Now he who plants and he who waters are one;

but each will receive his own reward according to his own labor.”

Don’t forget that all Christian ministers

  • labor on the same team
  • but their individual reward will be dispensed equitably by God rather than by man

Not a time for competition, envy, strife, etc.  But still each minister must be careful and diligent how he labors … as developed in the next section (vv. 10-15).

A.  One Team . . . Many Gifts / Functions

  • – teamwork is the emphasis for now – one Master; one goal
  • – variety of different gifts are still essential

Daniel Akin: God makes the assignments and “gives the growth” (v. 7). However, how we serve matters. What we do and why we do it matter. Our service to Christ is essential and meaningful, even to the “intentions of the hearts” (4:5). God’s servants are teammates, working with one another. We are not in competition with one another. I like the way Vaughn and Lea put it: “Paul notes the essential unity between planter and waterer (v. 8). They are one in the aim, result, and motivating power of their work. They are allies and not rivals” (1 Corinthians, 41).

B.  Individual Rewards – Dispensed Equitably by God after the Job Is Finished

  • – ministers are not looking to the people for accolades and rewards;
  • – not serving as man-pleasers


For we are God’s fellow workers; you are God’s field, God’s building.”

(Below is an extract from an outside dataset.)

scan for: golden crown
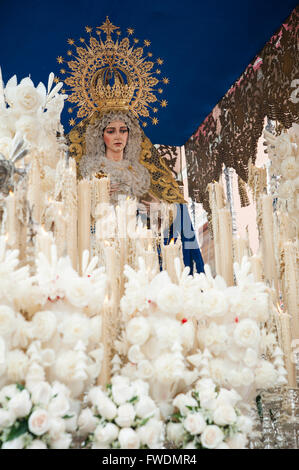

Don’t forget that God owns it all –

  • whether the agents of Christian ministry
  • or the product of that ministry

The local church is God’s church – He owns it all.

A.  God Owns the Agents of Christian Ministry

B.  God Owns the Product of that Ministry2 Analogies

  1. From Agriculture – The Farmer cultivates the crop – “God’s field

Emphasis on life and growth

  1. From Construction – The Builder constructs the building – “God’s building

Emphasis on effort and cohesiveness

Charles Hodge: Union and fidelity in labour are required of those engaged in tilling the same farm, or in the erection of the same building; and they are no less required in those engaged in cultivating the vineyard of the Lord, or in erecting his temple.  The apostle drops the former, and carries out the latter figure. [into the next paragraph]

Richard Hays: Paul is saying to his readers, then and now, “No, don’t you understand that the whole field belongs to God and that we are called to work together to bring in the eschatological harvest? Individual leaders are insignificant; they are just field hands.”

Paul Gardner: The “you are” (ἐστε) is again emphatic and contrasts with “we are” in v. 9a. Paul’s point is that the very ones who are so proud and so judgmental of each other and their leaders are fields and buildings that need much work. It is the “building” (οἰκοδομή) metaphor that will now come to the fore and continue to be touched on throughout the epistle. Paul will talk of each person needing to “build up” (οἰκοδομέω) the others in the fellowship, and this will be a theme he introduces in the next few verses. This brings Paul’s example from and comparison with his own and Apollos’s ministries to a close. He will move next to examine the nature of this “building” ministry.